The stage was then set for a heavyweight filmmakers panel moderated by former Variety correspondent Anupama Chopra, with Mani Ratnam, director of Tamil-language blockbuster “Ponniyin Selvan: 1”; Vetrimaaran, whose acclaimed Tamil-language “Viduthalai Part 1” is currently on release; Rishab Shetty, star and director of Kannada-language smash hit “Kantara”; and Basil Joseph, director of Malayalam-language Netflix superhero film “Minnal Murali” participating.
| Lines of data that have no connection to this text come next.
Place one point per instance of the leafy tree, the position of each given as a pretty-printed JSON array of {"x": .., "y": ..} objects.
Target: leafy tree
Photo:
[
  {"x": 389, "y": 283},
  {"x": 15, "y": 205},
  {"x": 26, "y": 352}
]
Films made in the four southern Indian languages – Telugu, Tamil, Kannada and Malayalam – together account for more than 50% of production and revenues in India. The Hindi-language Bollywood industry had a horror 2022 and has recovered partially in 2023 with the successes of “Pathaan” and “Tu Jhoothi Main Makkaar.” In sharp contrast, the south enjoyed a stellar year and accounted for six films, including the top four, in the top 10 Indian hits of the year. The films, dubbed into Hindi from their original languages were hits across the country.
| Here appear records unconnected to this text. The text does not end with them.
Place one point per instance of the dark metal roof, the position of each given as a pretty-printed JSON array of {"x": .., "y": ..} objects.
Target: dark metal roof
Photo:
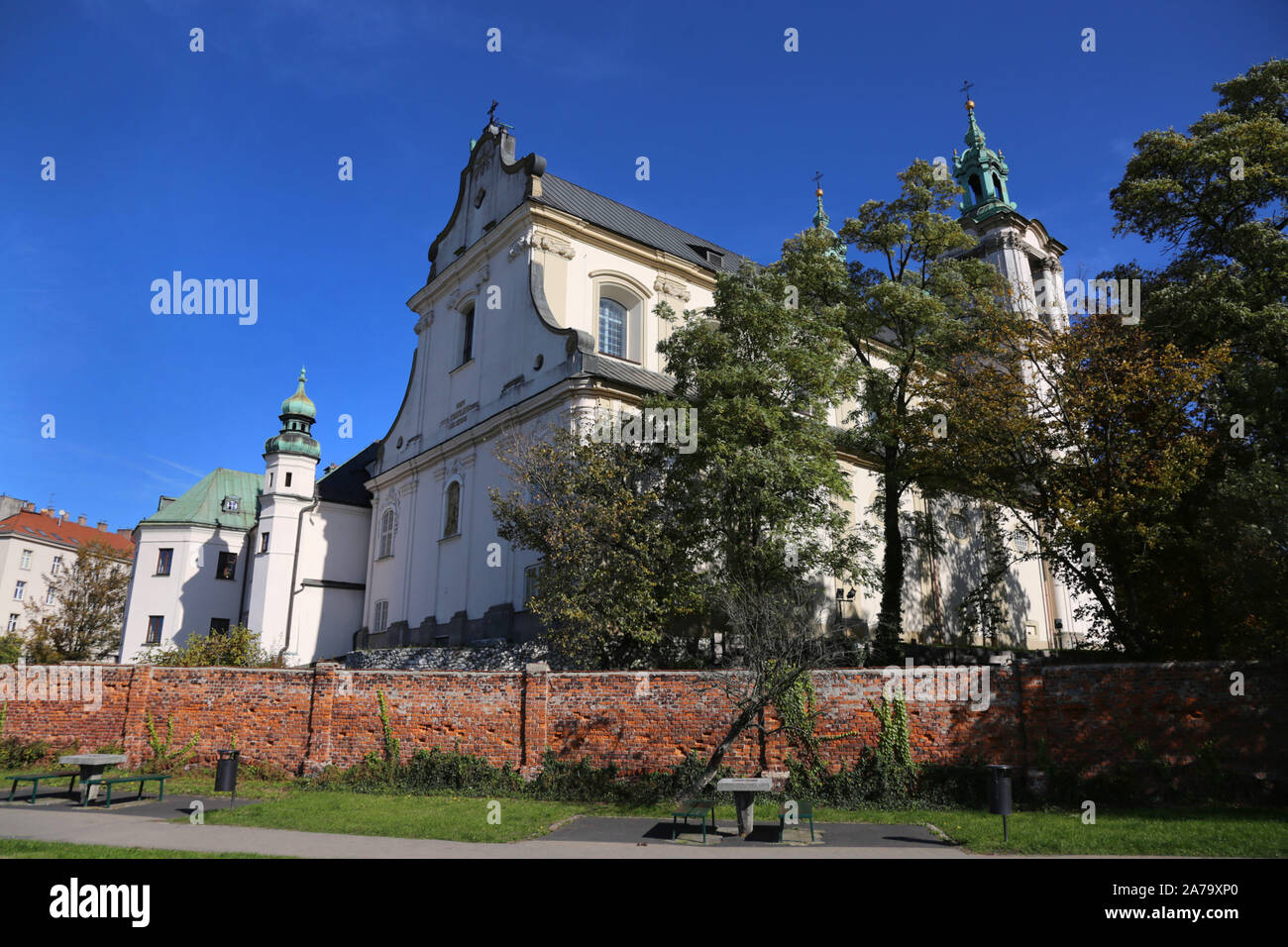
[
  {"x": 346, "y": 483},
  {"x": 606, "y": 213},
  {"x": 617, "y": 369}
]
Telugu-language “RRR” was the biggest hit of 2022 with $153 million, closely followed by Kannada-language “K.G.F: Chapter 2” with $152 million, and Tamil-language films “Ponniyin Selvan: 1” and “Vikram” occupying the third and fourth positions with $61 million and $60 million respectively. Kannada-language “Kantara” was sixth with $54 million and Tamil-language “Beast” ninth with $42 million.
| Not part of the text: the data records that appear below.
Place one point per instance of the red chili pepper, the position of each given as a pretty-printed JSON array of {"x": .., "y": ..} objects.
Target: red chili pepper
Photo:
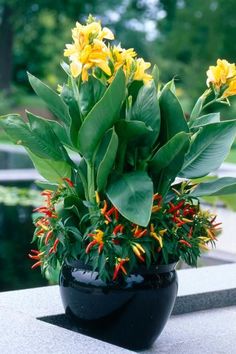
[
  {"x": 100, "y": 248},
  {"x": 190, "y": 232},
  {"x": 49, "y": 234},
  {"x": 68, "y": 181},
  {"x": 118, "y": 228},
  {"x": 116, "y": 214},
  {"x": 139, "y": 233},
  {"x": 35, "y": 251},
  {"x": 55, "y": 245},
  {"x": 116, "y": 271},
  {"x": 175, "y": 207},
  {"x": 37, "y": 264},
  {"x": 186, "y": 243},
  {"x": 111, "y": 211},
  {"x": 90, "y": 245},
  {"x": 103, "y": 210},
  {"x": 33, "y": 257}
]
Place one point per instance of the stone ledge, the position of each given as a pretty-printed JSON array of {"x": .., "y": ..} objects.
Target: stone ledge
[{"x": 209, "y": 331}]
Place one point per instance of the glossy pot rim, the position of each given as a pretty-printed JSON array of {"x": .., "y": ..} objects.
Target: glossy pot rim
[{"x": 157, "y": 269}]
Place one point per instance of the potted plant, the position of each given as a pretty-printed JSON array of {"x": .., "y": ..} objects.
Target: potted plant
[{"x": 117, "y": 222}]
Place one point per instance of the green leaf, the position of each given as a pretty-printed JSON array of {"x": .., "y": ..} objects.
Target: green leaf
[
  {"x": 90, "y": 93},
  {"x": 209, "y": 149},
  {"x": 37, "y": 136},
  {"x": 146, "y": 109},
  {"x": 131, "y": 194},
  {"x": 61, "y": 133},
  {"x": 131, "y": 130},
  {"x": 221, "y": 186},
  {"x": 172, "y": 116},
  {"x": 68, "y": 97},
  {"x": 108, "y": 158},
  {"x": 199, "y": 105},
  {"x": 51, "y": 98},
  {"x": 53, "y": 171},
  {"x": 102, "y": 116},
  {"x": 47, "y": 185},
  {"x": 168, "y": 153},
  {"x": 155, "y": 75},
  {"x": 168, "y": 161},
  {"x": 47, "y": 141},
  {"x": 206, "y": 119}
]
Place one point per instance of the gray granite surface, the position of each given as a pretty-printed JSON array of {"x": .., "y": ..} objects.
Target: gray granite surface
[{"x": 211, "y": 331}]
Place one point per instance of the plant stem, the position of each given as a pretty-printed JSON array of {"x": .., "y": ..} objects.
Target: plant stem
[
  {"x": 121, "y": 160},
  {"x": 91, "y": 189}
]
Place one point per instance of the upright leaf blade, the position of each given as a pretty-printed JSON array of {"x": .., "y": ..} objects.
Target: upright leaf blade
[
  {"x": 206, "y": 119},
  {"x": 221, "y": 186},
  {"x": 51, "y": 98},
  {"x": 52, "y": 171},
  {"x": 108, "y": 159},
  {"x": 131, "y": 130},
  {"x": 209, "y": 149},
  {"x": 102, "y": 116},
  {"x": 168, "y": 161},
  {"x": 172, "y": 116},
  {"x": 168, "y": 153},
  {"x": 146, "y": 109},
  {"x": 132, "y": 194},
  {"x": 39, "y": 138}
]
Ratnam said that Tamil cinema icons such as K. Balachander, Balu Mahendra and Bharathiraja who operated in the 1970s and 1980s had paved the way for the current crop of filmmakers by telling varied stories with the mindset of independent films but within the parameters of mainstream cinema. Vetrimaaran thanked mainstream audiences for making his Tamil and Telugu-language Venice-winning 2015 film “Visaranaai” a box office success.

“We are gifted to be in this position where the audiences are open. And we are challenged as creative people to work only within the mainstream framework,” Vetrimaaran said.

Joseph said that as a storyteller he stays within his known world and if he deliberately set out to make stories that could work internationally, he might have to make compromises, something he is not willing to do. Shetty concurred and said that stories rooted in a particular culture, like “Kantara,” have the potential to resonate with audiences anywhere.

Industry luminaries present at the conference included: chief guest, the actor-turned politician Udhayanidhi Stalin, the minister for youth welfare and sports development of Tamil Nadu state; India’s minister for information and broadcasting Anurag Thakur, who delivered the closing keynote speech; actors Dhanush, Karthi Sivakumar, Kushboo, Shobana, Suhasini Maniratnam and Aishwarya Lekshmi; veteran producer T.G. Thyagarajan, who serves as chair of the CII’s media and entertainment task force; filmmakers Anurag Kashyap, R. Balki, Sriram Raghavan, Gayatri and Pushkar; and representatives of south India’s theatrical, television and streaming businesses.